Anzi è come se l’intreccio tra il suo percorso esistenziale e la sua militanza politica arricchisca il personaggio su entrambi i fronti. Così, ad esempio, il sardismo («bisognava lottare per l’indipendenza nazionale della regione») dei suoi anni giovanili, non è solo un elemento che ne evidenzia le radici culturali (la sardità), ma anche una chiave preziosa per decifrane l’ approdo al socialismo (tra la fine del 1915 e l’inizio del 1916) e l’originalità del suo pensiero più maturo. Più che le formulazioni teoriche del marxismo («le superstizioni scientifiche dei positivisti»), a far scattare la scintilla dell’impegno furono i minatori del Sulcis Iglesiente, i contadini e i pastori delle sue campagne, i ristretti nuclei operai di Cagliari, con le loro lotte, le loro rivendicazioni scaturite direttamente da una condizione materiale ai limiti della sopravvivenza. Il trasferimento a Torino (nel 1911) come studente universitario fece il resto. Nascere in provincia per avere salde le proprie radici, poi trasferirsi in città per non restare confinato nelle ristrettezze anche culturali delle periferie: questa traiettoria tipica degli intellettuali italiani, Gramsci la percorse fino in fondo. E a Torino conobbe gli operai della Fiat: non più lo spontaneismo delle lotte contadine, ma la ferma consapevolezza di chi sapeva coniugare le rivendicazioni salariali con le richieste di potere rispetto all’organizzazione del lavoro.
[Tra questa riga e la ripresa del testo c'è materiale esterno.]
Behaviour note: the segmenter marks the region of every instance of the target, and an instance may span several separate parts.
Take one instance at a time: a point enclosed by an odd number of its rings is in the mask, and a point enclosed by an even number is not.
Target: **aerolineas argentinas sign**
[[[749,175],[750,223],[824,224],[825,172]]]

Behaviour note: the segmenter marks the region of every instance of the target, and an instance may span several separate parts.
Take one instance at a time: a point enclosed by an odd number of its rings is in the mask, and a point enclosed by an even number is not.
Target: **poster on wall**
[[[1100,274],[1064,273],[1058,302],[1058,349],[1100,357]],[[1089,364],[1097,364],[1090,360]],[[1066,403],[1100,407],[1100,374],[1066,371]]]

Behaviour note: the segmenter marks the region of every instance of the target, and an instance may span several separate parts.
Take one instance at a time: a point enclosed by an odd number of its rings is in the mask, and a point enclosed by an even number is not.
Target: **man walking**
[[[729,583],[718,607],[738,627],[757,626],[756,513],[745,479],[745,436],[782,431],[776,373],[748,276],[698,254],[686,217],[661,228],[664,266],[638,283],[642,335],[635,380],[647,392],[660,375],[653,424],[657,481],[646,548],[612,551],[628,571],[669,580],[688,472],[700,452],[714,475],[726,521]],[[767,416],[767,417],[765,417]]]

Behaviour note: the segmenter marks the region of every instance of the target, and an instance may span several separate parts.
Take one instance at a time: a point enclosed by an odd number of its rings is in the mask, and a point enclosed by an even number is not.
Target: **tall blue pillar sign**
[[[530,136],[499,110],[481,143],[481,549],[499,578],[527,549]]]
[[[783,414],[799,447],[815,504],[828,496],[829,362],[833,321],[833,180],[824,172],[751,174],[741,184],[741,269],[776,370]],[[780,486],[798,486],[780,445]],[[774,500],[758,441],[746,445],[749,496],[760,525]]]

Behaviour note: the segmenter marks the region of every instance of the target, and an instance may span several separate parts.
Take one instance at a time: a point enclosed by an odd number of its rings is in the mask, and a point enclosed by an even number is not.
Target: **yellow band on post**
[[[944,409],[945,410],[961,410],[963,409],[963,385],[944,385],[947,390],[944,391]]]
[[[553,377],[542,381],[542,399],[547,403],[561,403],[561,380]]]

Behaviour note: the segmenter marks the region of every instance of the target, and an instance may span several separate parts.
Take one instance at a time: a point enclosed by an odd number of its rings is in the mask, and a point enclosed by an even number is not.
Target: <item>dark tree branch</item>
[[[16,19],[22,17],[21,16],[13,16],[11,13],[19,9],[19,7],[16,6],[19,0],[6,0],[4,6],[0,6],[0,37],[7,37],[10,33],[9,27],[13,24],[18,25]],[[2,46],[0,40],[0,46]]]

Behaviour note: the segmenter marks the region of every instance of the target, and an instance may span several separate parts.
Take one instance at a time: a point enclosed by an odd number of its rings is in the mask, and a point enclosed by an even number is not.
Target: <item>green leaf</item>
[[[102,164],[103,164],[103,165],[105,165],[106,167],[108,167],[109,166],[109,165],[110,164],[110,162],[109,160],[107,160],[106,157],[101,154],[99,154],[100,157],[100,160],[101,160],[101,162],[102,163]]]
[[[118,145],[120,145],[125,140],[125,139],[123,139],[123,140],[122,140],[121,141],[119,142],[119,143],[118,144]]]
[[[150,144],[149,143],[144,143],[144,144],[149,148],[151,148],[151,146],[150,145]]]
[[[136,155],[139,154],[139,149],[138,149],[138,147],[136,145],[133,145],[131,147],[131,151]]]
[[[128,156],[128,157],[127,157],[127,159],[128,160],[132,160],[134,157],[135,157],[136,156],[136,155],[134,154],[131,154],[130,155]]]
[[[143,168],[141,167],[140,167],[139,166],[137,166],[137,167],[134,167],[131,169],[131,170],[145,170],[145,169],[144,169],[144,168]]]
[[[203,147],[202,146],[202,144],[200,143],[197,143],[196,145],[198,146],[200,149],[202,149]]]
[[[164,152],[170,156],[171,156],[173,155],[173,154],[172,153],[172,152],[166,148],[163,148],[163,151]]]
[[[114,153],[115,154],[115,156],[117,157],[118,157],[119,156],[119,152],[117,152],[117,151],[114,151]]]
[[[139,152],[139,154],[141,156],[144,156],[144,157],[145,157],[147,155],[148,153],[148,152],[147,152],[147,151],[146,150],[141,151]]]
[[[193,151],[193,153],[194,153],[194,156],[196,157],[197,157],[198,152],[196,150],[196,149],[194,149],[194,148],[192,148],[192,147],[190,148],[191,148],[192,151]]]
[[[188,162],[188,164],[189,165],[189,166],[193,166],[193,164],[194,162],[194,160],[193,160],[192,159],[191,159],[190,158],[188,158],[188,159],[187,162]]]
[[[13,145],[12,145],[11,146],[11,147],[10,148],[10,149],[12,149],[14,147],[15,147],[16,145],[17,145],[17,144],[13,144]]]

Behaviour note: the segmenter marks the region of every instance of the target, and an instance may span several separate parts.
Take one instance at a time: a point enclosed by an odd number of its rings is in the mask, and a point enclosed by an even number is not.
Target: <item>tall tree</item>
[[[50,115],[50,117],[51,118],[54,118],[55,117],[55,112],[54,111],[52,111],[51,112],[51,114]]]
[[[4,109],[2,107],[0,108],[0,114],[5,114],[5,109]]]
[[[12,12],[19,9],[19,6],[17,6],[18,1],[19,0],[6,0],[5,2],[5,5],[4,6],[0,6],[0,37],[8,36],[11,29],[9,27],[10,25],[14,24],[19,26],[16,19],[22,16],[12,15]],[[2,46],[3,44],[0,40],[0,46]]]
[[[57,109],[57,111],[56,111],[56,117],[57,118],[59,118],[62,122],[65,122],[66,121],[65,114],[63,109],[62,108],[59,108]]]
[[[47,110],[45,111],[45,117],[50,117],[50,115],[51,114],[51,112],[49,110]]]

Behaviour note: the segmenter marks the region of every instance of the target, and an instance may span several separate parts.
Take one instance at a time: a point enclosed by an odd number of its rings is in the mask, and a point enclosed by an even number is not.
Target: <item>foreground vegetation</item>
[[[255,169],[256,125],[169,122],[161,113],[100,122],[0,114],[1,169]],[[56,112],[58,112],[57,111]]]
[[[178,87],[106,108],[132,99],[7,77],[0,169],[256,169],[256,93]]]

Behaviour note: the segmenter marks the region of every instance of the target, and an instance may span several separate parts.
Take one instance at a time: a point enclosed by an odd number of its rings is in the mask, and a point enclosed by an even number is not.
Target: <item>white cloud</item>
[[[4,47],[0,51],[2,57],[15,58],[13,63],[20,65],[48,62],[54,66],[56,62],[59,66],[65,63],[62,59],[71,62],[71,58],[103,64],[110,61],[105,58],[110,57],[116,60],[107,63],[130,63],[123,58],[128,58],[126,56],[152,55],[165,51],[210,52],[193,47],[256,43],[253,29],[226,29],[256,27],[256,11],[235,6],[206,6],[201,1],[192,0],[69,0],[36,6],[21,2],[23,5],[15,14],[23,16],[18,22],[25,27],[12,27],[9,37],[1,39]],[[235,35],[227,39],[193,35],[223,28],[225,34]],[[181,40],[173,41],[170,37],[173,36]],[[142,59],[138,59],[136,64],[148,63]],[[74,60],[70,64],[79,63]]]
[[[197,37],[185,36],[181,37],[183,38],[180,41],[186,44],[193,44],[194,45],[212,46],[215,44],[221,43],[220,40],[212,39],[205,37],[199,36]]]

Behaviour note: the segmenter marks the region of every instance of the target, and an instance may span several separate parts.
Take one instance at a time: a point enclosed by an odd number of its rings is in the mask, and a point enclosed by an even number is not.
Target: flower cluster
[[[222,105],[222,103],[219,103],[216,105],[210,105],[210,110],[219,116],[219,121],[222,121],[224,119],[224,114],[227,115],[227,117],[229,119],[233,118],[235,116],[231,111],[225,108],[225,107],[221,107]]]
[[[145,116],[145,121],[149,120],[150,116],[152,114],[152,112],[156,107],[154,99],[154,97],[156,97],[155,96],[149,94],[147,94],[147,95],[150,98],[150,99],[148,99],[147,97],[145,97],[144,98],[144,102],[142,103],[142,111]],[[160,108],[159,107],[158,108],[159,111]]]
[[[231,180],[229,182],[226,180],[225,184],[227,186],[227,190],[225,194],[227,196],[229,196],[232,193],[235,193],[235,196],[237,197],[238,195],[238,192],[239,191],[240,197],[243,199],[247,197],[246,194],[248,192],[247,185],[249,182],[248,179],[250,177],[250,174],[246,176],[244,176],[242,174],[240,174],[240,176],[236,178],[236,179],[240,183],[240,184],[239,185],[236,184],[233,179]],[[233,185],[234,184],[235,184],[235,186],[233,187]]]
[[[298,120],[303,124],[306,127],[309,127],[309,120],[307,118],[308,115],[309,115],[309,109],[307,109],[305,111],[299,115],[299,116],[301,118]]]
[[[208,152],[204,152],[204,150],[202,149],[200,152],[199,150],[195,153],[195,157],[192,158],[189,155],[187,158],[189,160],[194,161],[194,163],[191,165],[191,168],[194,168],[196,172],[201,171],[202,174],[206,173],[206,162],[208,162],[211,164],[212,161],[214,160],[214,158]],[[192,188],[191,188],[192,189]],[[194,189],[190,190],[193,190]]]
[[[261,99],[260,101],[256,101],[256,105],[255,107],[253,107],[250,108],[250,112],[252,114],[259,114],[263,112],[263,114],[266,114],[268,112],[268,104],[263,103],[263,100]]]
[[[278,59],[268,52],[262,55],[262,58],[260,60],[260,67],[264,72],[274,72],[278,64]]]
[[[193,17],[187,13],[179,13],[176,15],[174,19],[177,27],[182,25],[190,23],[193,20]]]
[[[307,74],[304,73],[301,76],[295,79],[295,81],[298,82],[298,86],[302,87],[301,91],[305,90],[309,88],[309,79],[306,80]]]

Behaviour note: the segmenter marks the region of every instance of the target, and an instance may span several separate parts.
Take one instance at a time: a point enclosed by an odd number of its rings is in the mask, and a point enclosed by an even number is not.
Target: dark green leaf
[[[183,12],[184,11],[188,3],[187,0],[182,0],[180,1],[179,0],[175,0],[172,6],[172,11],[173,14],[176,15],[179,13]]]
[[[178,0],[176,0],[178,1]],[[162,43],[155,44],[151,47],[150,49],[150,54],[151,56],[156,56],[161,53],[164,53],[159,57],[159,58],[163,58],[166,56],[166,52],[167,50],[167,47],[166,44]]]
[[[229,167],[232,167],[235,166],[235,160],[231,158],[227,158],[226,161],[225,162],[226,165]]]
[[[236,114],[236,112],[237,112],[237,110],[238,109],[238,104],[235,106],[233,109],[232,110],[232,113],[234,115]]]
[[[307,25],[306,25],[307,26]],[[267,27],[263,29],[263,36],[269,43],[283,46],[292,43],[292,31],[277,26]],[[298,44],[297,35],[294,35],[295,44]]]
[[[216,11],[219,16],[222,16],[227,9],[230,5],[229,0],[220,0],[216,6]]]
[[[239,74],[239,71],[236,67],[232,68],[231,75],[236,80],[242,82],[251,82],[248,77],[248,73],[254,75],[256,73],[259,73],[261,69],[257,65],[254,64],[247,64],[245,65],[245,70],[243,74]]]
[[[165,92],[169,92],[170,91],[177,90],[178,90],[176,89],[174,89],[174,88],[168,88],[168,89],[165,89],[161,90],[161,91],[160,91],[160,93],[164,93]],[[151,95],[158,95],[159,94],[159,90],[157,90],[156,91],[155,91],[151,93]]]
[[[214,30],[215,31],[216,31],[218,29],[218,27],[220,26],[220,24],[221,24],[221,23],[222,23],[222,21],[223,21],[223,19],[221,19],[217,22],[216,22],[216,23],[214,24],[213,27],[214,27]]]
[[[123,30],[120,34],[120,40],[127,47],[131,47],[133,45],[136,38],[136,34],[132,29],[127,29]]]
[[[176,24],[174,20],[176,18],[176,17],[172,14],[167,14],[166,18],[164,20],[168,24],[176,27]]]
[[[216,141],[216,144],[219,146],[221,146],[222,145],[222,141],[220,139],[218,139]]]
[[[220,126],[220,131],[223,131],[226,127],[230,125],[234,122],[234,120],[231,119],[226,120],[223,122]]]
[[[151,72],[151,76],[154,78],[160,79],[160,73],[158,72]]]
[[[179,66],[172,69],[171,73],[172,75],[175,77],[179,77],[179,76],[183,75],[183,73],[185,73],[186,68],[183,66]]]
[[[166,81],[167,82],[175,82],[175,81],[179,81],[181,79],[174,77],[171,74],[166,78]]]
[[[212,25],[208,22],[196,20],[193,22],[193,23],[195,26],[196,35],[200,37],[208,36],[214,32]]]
La stagione dei «consigli» si concluse con una sonora sconfitta dopo l’«occupazione delle fabbriche» nel settembre del 1920. La sconfitta genera disorientamento, recriminazioni, dissidi, rancori settari che paralizzano ogni azione. Quella subita dal movimento operaio ad opera del fascismo nascente fu catastrofica per tutti i vecchi dirigenti del partito socialista e i nuovi leader del PCI: per tutti, non per Gramsci: tra le macerie della disfatta riuscì a individuare la strada per il futuro, immaginando un comunismo in cui i comunisti sarebbero stati migliori dell’ideologia in cui credevano. La linea ufficiale del partito subiva contorsioni da emicrania: prima il fronte unico con l’alleanza con i socialisti, poi lo scontro «classe contro classe» e la lotta contro il socialfascimo, poi il ritorno alle alleanze con la stagione dei fronti popolari, etc..
Tutte queste convulsioni trovarono Gramsci in carcere. Era stato arrestato l’8 novembre 1927. E in carcere morì il 29 aprile 1937 a soli 46 anni. Ci lasciò 32 quaderni con i suoi pensieri, elaborati tra le sofferenze e soprusi di una prigione spietata. E per questo di una forza teorica immensa.